1. The Italian experience
Italian universities have so far experienced three assessment exercises (2001-3, 2004-10 and 2011-14), which are described in details in Table 1. The fiscal law approved in December 2016 dictates that from now onwards the reference periods will be quinquennial, reducing the discretionary power so far exercised by the Ministry of Education in designing the exercise.
After an initial trial-and-error approach, the second and third exercises have been rather similar, thus consolidating a standard of evaluation, whose principles are the following:
- each assessment is intended to evaluate groups (universities, research agencies, down to departments and institutes) and not individuals (individual assessments are revealed to each researcher, but not to heads of departments, deans or chancellors);
- the assessment considers a fixed number of products per capita/year, which should capture the best production: as such, it is closer to a monitoring exercise than to a quality assessment, revealing the excellences in a given research field;
- using current standards (½ product per year per university professor – currently around 52,000 –
and 1 product per researcher working in a research agency – currently around 10,000) implies approximately 35,000 products per year; over a 5-year interval it sums up to 175,000 products, making some sort of automatic (bibliometric) assessment unavoidable;
- the process has been managed by groups of experts, defined according to predefined research areas (since Italian professors are pigeon-holed into 371 research fields, then grouped into 14 research areas, known as Aree CUN). Each group was composed by a variable number of experts (from 20 to 60, depending on the expected number of products – the experts were selected by ANVUR from list of applicants according to their publication records and their area of expertise). In turn, these experts relied onto 14,500 external peer reviewers, working in domestic and foreign institutions;
- in the last two exercises, the evaluating agency (ANVUR) requested to the experts a preassigned distribution of journals, according to the world distribution of impact. As a consequence, the top list of journals should correspond to the best 10% of the world production; nevertheless more than 30% of the submitted products to the last exercise ended up in this category (because the exercise considers only the best products);
- depending on the research area, two assessment procedures have been followed:
- bibliometric assessment consisted of combining the ranking of the journal according to the Impact Factor and the citations obtained by a specific article – articles in highly ranked journal with limited citations and/or highly quoted articles published in low ranked journals were peer reviewed;
- peer review assessment consisted of a product being separately assigned to two experts, who independently selected an external peer reviewer; once the reviews were returned, a consensus report was drafted by the experts. In case of significant disagreement, a third reviewer was introduced, and the final assessment has to be approved by coordinator of the group of experts.

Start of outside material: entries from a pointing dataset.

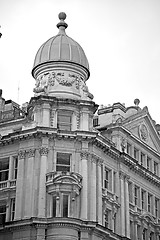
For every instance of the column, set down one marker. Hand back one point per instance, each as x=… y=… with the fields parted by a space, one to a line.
x=84 y=191
x=122 y=217
x=46 y=115
x=42 y=182
x=127 y=220
x=19 y=186
x=93 y=196
x=99 y=191
x=29 y=194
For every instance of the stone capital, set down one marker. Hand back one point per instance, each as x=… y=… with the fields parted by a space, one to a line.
x=22 y=154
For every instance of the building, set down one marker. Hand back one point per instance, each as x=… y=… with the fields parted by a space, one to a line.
x=71 y=170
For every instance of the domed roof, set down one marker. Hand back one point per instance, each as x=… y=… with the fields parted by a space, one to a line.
x=61 y=48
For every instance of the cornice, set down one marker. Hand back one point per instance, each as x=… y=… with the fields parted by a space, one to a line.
x=140 y=170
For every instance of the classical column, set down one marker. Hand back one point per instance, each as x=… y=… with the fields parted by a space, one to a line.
x=127 y=220
x=19 y=186
x=29 y=186
x=84 y=191
x=42 y=182
x=93 y=196
x=99 y=191
x=122 y=218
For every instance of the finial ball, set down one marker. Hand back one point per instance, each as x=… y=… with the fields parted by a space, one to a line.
x=62 y=16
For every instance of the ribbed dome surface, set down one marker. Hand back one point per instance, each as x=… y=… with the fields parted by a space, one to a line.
x=61 y=48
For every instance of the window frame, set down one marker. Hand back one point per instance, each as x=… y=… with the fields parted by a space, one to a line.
x=61 y=165
x=64 y=125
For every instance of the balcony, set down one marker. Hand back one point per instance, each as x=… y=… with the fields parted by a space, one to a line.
x=8 y=185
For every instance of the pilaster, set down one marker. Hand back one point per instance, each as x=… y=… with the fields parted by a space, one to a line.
x=42 y=181
x=19 y=186
x=84 y=193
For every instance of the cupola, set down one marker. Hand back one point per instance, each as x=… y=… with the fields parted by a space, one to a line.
x=61 y=67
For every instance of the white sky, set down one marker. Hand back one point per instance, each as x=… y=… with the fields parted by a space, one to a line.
x=121 y=39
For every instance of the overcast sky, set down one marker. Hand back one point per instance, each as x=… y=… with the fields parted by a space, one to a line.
x=121 y=39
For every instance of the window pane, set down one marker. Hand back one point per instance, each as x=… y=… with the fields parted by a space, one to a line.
x=54 y=206
x=65 y=205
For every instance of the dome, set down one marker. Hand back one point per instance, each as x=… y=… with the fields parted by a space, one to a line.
x=61 y=48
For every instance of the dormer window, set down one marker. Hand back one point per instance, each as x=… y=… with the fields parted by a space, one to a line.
x=64 y=120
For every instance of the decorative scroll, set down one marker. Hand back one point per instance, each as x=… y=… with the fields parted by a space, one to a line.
x=43 y=151
x=22 y=154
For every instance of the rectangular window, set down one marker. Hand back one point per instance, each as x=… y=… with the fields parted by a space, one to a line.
x=54 y=206
x=15 y=167
x=65 y=205
x=4 y=169
x=143 y=193
x=136 y=153
x=63 y=162
x=107 y=180
x=106 y=219
x=142 y=159
x=149 y=202
x=64 y=120
x=144 y=234
x=2 y=214
x=156 y=207
x=12 y=209
x=136 y=195
x=149 y=163
x=129 y=148
x=156 y=168
x=130 y=191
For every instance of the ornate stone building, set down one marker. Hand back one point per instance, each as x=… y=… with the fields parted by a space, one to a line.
x=71 y=170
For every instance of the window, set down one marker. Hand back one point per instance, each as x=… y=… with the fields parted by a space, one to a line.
x=149 y=202
x=95 y=122
x=136 y=195
x=107 y=174
x=156 y=168
x=130 y=191
x=4 y=169
x=65 y=205
x=148 y=163
x=15 y=167
x=156 y=207
x=54 y=206
x=136 y=153
x=143 y=193
x=12 y=209
x=64 y=120
x=151 y=236
x=142 y=159
x=63 y=162
x=106 y=218
x=144 y=234
x=129 y=148
x=2 y=214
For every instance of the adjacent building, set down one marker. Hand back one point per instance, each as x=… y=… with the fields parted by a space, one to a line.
x=70 y=169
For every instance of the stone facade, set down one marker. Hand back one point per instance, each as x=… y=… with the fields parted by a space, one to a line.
x=69 y=173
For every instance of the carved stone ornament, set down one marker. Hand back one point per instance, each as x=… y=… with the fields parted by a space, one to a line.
x=31 y=153
x=65 y=79
x=43 y=81
x=143 y=131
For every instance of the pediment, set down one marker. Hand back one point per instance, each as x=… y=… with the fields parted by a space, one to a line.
x=143 y=128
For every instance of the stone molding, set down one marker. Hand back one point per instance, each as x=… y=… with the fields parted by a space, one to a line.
x=22 y=154
x=43 y=151
x=31 y=153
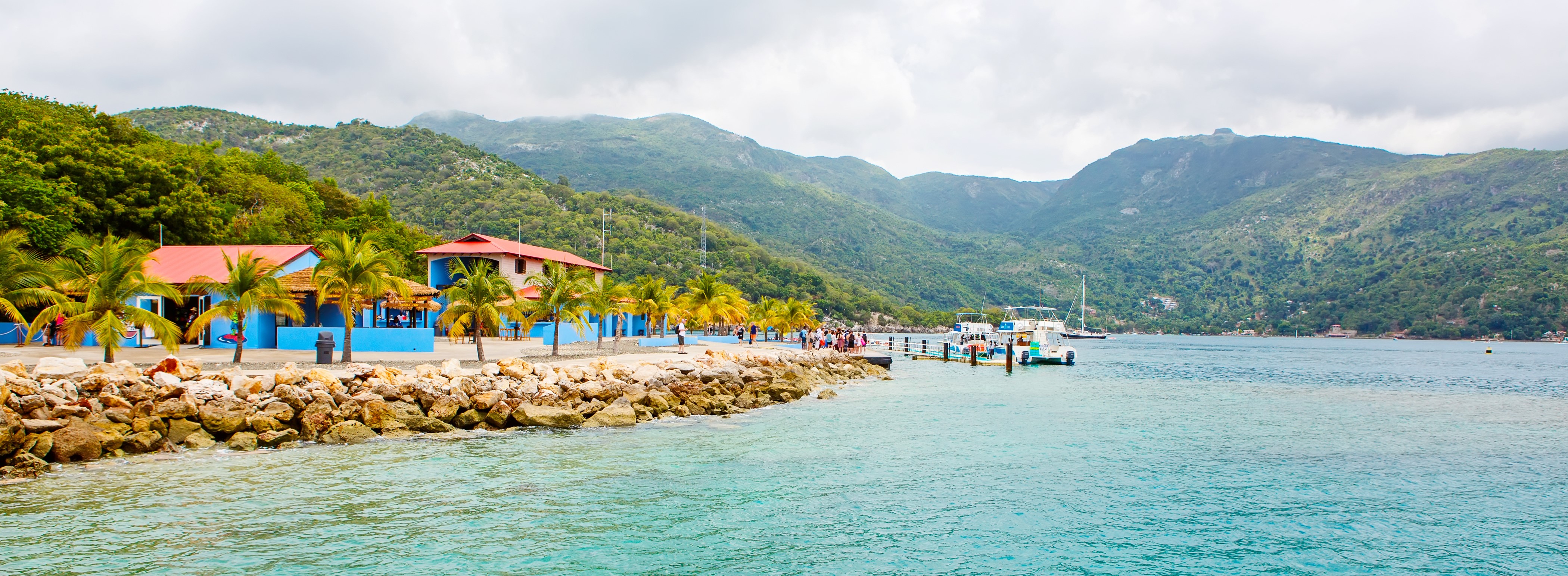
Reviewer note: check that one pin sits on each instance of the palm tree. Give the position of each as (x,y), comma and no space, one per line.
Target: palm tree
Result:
(797,314)
(766,312)
(603,301)
(650,298)
(479,298)
(22,279)
(107,275)
(355,271)
(562,290)
(709,300)
(253,285)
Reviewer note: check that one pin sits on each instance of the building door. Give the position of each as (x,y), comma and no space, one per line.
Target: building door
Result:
(153,304)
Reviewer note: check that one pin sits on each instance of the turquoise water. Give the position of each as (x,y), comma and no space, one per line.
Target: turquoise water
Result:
(1155,456)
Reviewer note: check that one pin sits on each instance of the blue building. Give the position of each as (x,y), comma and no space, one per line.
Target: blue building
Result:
(516,262)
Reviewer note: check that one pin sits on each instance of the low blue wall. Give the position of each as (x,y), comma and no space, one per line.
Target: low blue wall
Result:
(691,339)
(366,340)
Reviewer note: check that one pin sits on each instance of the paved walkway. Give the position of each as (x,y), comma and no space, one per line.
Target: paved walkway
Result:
(307,359)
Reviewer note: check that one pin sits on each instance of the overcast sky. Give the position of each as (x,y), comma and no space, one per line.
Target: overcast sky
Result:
(1023,90)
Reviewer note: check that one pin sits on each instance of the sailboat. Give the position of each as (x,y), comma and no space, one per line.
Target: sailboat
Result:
(1083,331)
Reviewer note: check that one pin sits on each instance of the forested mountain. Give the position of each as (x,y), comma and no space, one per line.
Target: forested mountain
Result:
(1238,232)
(452,188)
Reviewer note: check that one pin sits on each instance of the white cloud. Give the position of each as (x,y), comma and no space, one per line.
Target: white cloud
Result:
(999,88)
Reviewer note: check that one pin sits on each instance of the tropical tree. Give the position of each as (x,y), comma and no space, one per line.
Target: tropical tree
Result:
(480,300)
(22,279)
(562,298)
(653,298)
(797,315)
(766,312)
(709,300)
(106,275)
(355,271)
(252,287)
(607,298)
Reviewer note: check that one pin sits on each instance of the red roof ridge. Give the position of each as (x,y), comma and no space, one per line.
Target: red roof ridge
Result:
(508,246)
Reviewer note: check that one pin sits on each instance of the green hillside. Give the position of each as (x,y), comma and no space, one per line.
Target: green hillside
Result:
(1177,218)
(452,188)
(818,209)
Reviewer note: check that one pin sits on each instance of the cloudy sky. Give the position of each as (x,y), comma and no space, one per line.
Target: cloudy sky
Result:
(1024,90)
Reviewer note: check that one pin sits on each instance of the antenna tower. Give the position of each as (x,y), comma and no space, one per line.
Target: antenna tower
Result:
(604,232)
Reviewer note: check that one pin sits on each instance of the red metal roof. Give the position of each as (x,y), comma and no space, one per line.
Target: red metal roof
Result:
(179,263)
(477,243)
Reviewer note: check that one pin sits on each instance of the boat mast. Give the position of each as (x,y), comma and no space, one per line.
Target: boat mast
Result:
(1083,303)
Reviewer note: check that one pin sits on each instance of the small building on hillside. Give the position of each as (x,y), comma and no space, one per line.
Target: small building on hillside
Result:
(516,262)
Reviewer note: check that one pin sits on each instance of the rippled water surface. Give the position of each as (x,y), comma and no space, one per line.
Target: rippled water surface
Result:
(1155,456)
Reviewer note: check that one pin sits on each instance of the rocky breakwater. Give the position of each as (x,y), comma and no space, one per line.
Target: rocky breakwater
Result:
(65,411)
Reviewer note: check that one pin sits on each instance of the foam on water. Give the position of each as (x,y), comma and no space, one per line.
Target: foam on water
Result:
(1156,454)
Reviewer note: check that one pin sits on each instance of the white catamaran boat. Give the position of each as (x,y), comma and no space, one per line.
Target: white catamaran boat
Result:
(1037,340)
(973,332)
(1083,331)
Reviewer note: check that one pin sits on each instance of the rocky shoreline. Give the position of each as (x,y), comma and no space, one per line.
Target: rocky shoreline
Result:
(65,412)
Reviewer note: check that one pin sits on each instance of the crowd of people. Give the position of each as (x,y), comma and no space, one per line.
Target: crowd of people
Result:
(841,340)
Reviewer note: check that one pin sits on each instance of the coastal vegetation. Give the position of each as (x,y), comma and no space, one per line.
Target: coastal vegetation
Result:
(99,282)
(354,271)
(250,287)
(479,301)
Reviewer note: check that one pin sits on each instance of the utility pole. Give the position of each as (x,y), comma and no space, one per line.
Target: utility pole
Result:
(604,232)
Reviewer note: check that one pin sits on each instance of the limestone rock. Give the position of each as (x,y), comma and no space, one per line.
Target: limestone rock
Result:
(444,409)
(487,400)
(379,414)
(349,433)
(289,375)
(179,429)
(454,369)
(280,411)
(13,431)
(316,420)
(43,445)
(226,415)
(468,419)
(426,425)
(143,442)
(499,414)
(198,441)
(277,437)
(165,379)
(244,442)
(546,415)
(262,423)
(77,442)
(60,369)
(618,414)
(292,397)
(176,407)
(320,376)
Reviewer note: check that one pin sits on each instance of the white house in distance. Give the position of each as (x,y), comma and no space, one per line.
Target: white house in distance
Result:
(516,262)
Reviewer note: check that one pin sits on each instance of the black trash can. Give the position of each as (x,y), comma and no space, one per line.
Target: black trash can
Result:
(324,348)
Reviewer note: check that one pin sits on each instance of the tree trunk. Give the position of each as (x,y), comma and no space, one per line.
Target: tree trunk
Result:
(239,342)
(556,345)
(479,345)
(349,337)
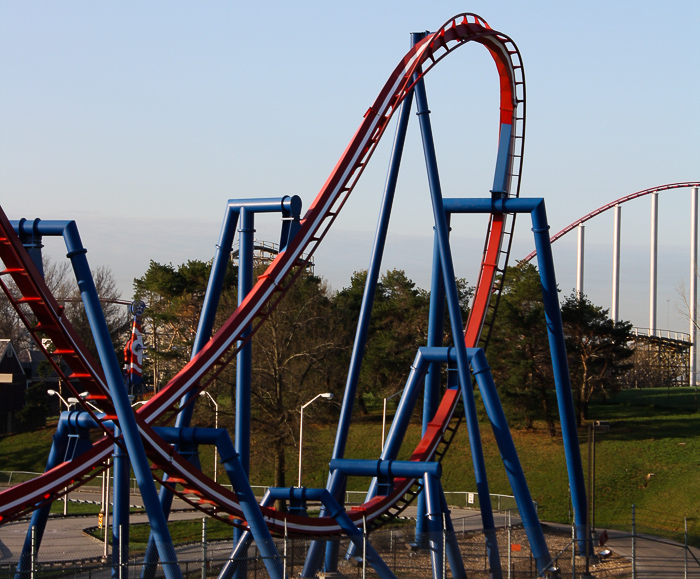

In both cases the submission to experts were non-blind, and the evaluators may have formed their opinion looking at the place of publication, in what has been called as “informed peer review”.
2. The impact of the research assessment
The evaluation of the product is normalised according to the means in each research area, leading to an indicator which combines quality and quantity assessment of a research field in an university.1 This indicator counts for three-fourths of the funds allocation, and is then complemented with other indicators (PhDs, foreign students, external funding) in order to achieve the summary indicator to be applied to a funding scheme for universities. The most recent exercise lead to the distribution of ¼ of total funding to public universities in Italy (1.4 billions of euro for 2016). Approximately 15% of total funding relies on the proper evaluation of research products.2
As such Italy belongs to evaluation-based systems (with the UK, Australia, New Zealand), to be contrasted with indicator-based systems (Norway, Denmark, Czech Republic). However, the 5-year interval is long enough to call for alternative methods of evaluation in the intermediate years. In addition, the results of the evaluation have trickled-down, directly or indirectly, to many other dimensions of the life of university departments. Many universities have used the scores obtained by their departments in the internal allocation of funds and promotions; the current accreditation of PhD programs is based on the research assessment of the teaching staff; newspapers articles have widely disseminated the results of the research assessment with reference to local universities, in order to drive the choices of students and their families.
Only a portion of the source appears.